痰が絡むので困る、という患者に去痰薬が処方される。

そういう患者では、痰が出なくなることを期待して、薬を飲む。

しかし、痰は出なくなるどころか、逆に多くなっているような気がする。

鎮咳薬は、咳を止める薬です。
鼻炎薬は、鼻水を止める薬です。
去痰薬は、痰を出しやすくする薬です。

なので、痰の量は逆に多くなるわけだ。

ビソルボンの添付文書に、「喀痰量の一時的増加を来し神経質な患者では不安感を訴えることがある。」とある。
余計な不安を与えないように、事前の説明が必要かも。

去痰薬の作用機序は?

気道粘液修復薬:気道分泌の異常を修復し粘液を正常化、痰を出しやすくします。
気道潤滑薬:肺表面活性物質を増やし、気道粘膜のすべりをよくすることで痰を出しやすくします。
気道分泌促進薬:気道の分泌液を増やし痰をうすめ、粘りがなくなることで、痰を出しやすくします。
気道粘液溶解薬:痰を分解・溶解させ、その粘度を低下させ、痰を出しやすくします。

いずれも、痰を出しやすくします。

痰に限らず、鼻炎の患者さんにもムコダインなどが処方されますが、
「鼻水が止まる」と期待して服用していたが、なかなか症状が改善されない、と別の医療機関を受診される患者さんもいました。

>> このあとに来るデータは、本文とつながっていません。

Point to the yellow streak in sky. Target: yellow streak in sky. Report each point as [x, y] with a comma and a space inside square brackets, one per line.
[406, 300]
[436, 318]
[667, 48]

痰の薬、鼻水の薬、とだけ説明して、詳しい作用を伝えずに帰すと、誤解を持ったまま服用することになります。
気をつけよう。

去痰薬

痰を出しやすくする薬。痰そのものを薄めて出しやすくするものと,刺激により咳嗽を促して,痰を喀出しやすくするものとがある。痰を喀出しやすくするものとしては,アンモニア,重曹などのアルカリ剤による融解性去痰薬,カンゾウ,シャゼンソウなどの植物の粘性を応用して気道刺激を緩和する緩和去痰薬,サポニン剤 (セネガ根,炭酸アンモニウム) などのような刺激性去痰薬がある。